There was, however, one remarkable feature in all of them, to which the host, silent as he was from politeness, seemed not at all insensible; that diverse as were these representations, in one point they all agreed, that the man was always victorious, and the lion was always overcome.
It is not that the Lion has been excluded from the history of art, but rather that he has been presented badly—and he never wins. When the Lion had finished his tour of the mansion, continues Newman, “his entertainer asked him what he thought of the splendours it contained; and he in reply did full justice to the riches of its owner and the skill of its decorators, but he added, ‘Lions would have
fared better, had lions been the artists.’”
In the course of this history, we shall meet many entertainers, persons of substance who have their story to tell, some of whom may believe that their story is all there is to tell. We shall be gracious and give them a hearing without disparagement. We shall even attempt to see things from their point of view. But every once in a while we shall find ourselves entertaining lions. At which moments, it will be every reader for himself.
We begin, however, not in the land of lions, but in the orderly, predictable world of Rome. For in order to appreciate the significance of the Irish contribution, we need first to take an inventory of the civilized empire of late antiquity.
I
The End of the World
How Rome Fell—and Why
On the last, cold day of December in the dying year we count as 406, the river Rhine froze solid, providing the natural bridge that hundreds of thousands of hungry men, women, and children had been waiting for. They were the barbari—to the Romans an undistinguished, matted mass of Others, not terrifying, just troublemakers, annoyances, things one would rather not have to deal with—non-Romans. To themselves they were, presumably, something more, but as the illiterate leave few records, we can only surmise their opinion of themselves.
Neither the weary, disciplined Roman soldiers, ranked along the west bank, nor the anxious, helter-skelter tribes amassing on the east bank could have been giving much thought to their place in history. But this moment of slack, this relative calm before the pandemonium to follow, gives us the chance to study the actors on both sides of this river and to look backward on what has been and forward to what will be.

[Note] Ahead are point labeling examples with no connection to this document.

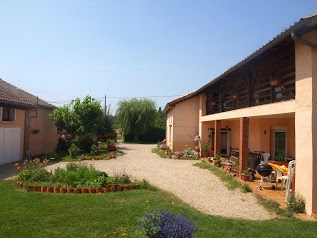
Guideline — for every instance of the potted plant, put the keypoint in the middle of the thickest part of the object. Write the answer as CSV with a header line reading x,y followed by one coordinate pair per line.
x,y
217,160
245,176
274,79
205,149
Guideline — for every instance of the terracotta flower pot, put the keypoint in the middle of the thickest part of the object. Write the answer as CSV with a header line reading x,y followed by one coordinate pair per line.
x,y
56,190
109,187
245,177
120,188
37,188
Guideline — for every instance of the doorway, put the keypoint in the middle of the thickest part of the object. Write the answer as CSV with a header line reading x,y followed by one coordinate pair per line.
x,y
225,140
278,144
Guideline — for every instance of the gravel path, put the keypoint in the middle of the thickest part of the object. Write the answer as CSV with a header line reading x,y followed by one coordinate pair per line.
x,y
197,187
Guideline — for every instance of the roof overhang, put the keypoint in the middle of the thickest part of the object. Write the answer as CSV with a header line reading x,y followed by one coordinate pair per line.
x,y
304,25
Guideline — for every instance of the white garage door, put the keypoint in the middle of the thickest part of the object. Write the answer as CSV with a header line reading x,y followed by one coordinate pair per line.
x,y
9,145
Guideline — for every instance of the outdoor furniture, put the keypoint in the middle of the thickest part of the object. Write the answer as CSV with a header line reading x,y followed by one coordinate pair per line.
x,y
266,157
231,163
279,176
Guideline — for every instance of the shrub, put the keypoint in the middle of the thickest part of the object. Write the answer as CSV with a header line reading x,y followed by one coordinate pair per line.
x,y
79,176
84,142
162,223
73,151
296,204
33,172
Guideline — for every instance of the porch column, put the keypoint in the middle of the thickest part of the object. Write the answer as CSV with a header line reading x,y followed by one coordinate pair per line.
x,y
305,122
27,132
217,143
244,144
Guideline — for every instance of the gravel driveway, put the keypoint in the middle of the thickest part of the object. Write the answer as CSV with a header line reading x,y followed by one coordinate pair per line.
x,y
197,187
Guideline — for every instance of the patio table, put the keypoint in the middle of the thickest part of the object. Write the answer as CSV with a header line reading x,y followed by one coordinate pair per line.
x,y
282,165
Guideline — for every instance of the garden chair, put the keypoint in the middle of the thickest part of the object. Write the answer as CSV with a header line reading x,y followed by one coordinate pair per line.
x,y
266,157
279,176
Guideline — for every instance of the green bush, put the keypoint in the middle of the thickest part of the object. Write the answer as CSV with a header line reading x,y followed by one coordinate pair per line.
x,y
73,151
79,176
33,172
296,204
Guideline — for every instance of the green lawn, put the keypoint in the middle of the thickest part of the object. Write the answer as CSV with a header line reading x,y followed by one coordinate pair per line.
x,y
32,214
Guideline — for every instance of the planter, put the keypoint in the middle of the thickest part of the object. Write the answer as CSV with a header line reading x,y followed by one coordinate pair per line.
x,y
275,82
120,188
30,187
37,188
245,177
109,187
56,190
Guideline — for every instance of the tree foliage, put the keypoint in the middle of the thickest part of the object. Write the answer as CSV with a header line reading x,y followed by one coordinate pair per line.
x,y
84,120
136,116
79,117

Ascending heavenward like the Roman eagle, we can view the Rhine, widest river in Europe, rising out of Lake Constance in the northern Alps, bending and bowing north, then northwest, till after 820 miles of travel it reaches the coast of continental Europe and empties into the North Sea just opposite the Thames estuary. Returning to our Alpine heights, we can spot another river, rising from a smaller lake just north of Constance and coursing east for more than twice the length of the Rhine till it spends itself in the Black Sea. This is the Danube, Europe’s longest river (after the Volga). To the north and east of these two Alpine rivers live the barbarians. To the south and west lies Romania, in its time the vastest and most powerful empire in human history.